Большой акцент в спектре обвинений, выдвигавшихся против лидеров зиновьевской оппозиции, приобрел вопрос о подготовке террористических актов в отношении самого Сталина, а также ряда других руководителей партии и правительства. В этой связи интересен тот факт, что в число руководителей, на которых якобы готовились покушения, не был включен Молотов. Это породило массу слухов относительно возможной печальной судьбы, которая ожидает второго после Сталина лица в государстве и партии. По свидетельству А. Орлова, из признаний, где один из будущих подсудимых Рейнгольд давал показания, что Зиновьев настаивал на убийстве Сталина, Молотова, Кагановича и Кирова, Сталин собственноручно вычеркнул фамилию Молотова[848]. И действительно, в обвинительном заключении фамилия Молотова отсутствовала. Правда, в дальнейших процессах она появляется, но факт остается фактом — в первом открытом судебном процессе Молотов не фигурировал в качестве намеченной террористами жертвы. Видимо, для читателя будет интересным то, как прокомментировал этот эпизод бывший чекист А. Орлов:

«Зато на последующих двух процессах все обстояло иначе. Молотов вернул себе расположение Сталина, был включен по его указанию в перечень вождей, которых намеревались уничтожить заговорщики. И те дружно сознавались на суде в своих злодейских замыслах против Молотова. Более того, на этих последующих процессах заговорщики утверждали, это убийство Молотова планировалось также Зиновьевым и Каменевым (которые к тому времени давно уже были расстреляны по приговору, вынесенному на первом процессе). То обстоятельство, что сами Зиновьев и Каменев по приказу Сталина должны были тщательно пропускать это имя в своих показаниях, теперь уже не имело значения. Ведь тогда сам Сталин не знал, куда отнести Молотова: то ли к жертвам заговорщиков, то ли, наоборот, к их соучастникам… То, что произошло с Молотовым, могло случиться и с любым другим членом Политбюро, попавшим в немилость к Сталину. А сам Молотов, как мы могли убедиться, был лишь на волосок от того, чтобы угодить из отпуска прямо в тюрьму НКВД»[849].

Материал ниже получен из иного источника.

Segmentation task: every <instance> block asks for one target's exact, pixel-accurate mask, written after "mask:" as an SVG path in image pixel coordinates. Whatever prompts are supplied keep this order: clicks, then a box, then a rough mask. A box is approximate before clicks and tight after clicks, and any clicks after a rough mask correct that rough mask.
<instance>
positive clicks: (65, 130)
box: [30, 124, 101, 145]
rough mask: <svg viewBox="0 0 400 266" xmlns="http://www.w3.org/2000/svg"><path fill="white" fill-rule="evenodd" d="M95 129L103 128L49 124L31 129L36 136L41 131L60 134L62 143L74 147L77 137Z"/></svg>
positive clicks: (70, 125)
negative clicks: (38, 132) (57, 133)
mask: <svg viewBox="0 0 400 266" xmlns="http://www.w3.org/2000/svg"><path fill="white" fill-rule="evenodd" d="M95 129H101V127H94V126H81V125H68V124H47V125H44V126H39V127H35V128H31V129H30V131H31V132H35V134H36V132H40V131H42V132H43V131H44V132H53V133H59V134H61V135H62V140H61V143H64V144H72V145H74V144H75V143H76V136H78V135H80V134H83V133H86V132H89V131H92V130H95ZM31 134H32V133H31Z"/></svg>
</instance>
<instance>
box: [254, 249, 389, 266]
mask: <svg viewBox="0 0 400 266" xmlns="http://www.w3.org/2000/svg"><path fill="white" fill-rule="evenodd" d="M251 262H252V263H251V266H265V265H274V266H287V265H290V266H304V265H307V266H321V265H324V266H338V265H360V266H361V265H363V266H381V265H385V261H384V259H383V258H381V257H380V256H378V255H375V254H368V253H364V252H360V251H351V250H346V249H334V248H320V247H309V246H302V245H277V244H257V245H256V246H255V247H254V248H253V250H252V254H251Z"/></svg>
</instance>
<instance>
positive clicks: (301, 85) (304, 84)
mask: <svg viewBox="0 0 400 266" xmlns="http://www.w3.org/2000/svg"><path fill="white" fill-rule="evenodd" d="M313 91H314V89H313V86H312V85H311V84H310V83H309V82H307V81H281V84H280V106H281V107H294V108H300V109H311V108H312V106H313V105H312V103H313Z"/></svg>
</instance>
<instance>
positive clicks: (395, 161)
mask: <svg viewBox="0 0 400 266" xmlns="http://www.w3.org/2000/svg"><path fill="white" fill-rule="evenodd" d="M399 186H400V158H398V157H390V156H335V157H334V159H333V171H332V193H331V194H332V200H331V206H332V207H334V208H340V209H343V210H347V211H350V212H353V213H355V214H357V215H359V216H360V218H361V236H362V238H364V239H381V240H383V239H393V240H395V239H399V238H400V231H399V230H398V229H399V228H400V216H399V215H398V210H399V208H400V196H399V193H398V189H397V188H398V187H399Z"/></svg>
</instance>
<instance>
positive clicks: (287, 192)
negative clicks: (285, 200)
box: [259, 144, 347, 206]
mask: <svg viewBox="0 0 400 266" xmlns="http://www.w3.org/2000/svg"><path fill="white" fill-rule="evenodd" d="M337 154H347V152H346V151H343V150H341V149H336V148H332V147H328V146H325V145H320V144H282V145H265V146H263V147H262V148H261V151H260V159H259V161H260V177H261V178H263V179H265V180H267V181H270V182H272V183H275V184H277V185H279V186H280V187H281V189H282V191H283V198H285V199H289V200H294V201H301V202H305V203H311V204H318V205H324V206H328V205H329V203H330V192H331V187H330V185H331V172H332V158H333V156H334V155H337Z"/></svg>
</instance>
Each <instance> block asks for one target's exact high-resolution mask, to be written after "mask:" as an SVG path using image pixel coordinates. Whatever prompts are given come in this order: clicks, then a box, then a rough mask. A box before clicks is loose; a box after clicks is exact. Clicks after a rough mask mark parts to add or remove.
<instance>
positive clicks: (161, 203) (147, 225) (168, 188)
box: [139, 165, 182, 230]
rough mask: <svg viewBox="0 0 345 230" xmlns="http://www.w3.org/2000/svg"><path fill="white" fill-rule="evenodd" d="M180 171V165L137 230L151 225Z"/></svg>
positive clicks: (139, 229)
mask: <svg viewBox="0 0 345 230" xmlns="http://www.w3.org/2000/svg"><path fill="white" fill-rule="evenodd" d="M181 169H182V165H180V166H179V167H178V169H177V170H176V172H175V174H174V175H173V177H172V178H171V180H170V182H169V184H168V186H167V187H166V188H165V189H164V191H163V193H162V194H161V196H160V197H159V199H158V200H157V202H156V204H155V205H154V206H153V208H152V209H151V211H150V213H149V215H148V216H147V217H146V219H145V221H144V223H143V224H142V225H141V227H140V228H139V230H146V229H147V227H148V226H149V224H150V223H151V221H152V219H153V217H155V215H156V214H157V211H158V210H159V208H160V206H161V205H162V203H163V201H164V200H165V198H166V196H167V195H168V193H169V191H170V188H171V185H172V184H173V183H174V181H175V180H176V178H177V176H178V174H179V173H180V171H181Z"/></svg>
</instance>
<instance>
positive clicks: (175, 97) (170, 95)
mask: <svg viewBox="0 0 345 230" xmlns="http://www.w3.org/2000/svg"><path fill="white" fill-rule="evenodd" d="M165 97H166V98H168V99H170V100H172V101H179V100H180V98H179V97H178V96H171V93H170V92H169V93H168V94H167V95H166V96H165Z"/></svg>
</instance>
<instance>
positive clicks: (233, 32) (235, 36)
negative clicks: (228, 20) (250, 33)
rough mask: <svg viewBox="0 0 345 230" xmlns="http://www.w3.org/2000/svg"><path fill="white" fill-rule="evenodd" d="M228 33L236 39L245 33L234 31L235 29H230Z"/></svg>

Инкриминирование обвиняемым террористических планов и практической подготовки их осуществления придавало всему ходу дела совершенно иной, чем прежде характер. Ведь выступление против генеральной линии, любая, даже самая жесткая критика политического курса вождя, что имело место в прошлые годы, отнюдь не давала законных оснований для вынесения самых суровых приговоров лидерам разгромленной оппозиции. Задним числом нельзя было предъявлять такого рода обвинения. Но, допустим, что они продолжали бы свою критику и в то время. Разве это могло служить достаточным правовым основанием для применения норм уголовного законодательства? Тем более в их поистине драконовских формах после событий декабря 1934 года. Теперь же, когда под действия бывших оппозиционеров подводилась база иного характера, а именно террористические замыслы и попытки их реального осуществления, все приобретало поистине зловещую направленность. Даже ежу в то время было понятно, куда все клонится. Но Сталин не проявлял спешки и нетерпения, хотя, видимо, ему хотелось как можно скорее расправиться со своими бывшими соперниками. Скрупулезно готовилась гораздо более богатая и более разнообразная палитра обвинений. Одних планов осуществления терактов казалось мало, и их сполна дополнили другими, не менее тяжкими обвинениями. Читая материалы судебных процессов тех лет, порой приходишь в недоумение — неужели Сталин не отдавал себе отчета в том, что нагромождение часто противоречивших друг другу обвинений, могло лишь посеять сомнения в их достоверности?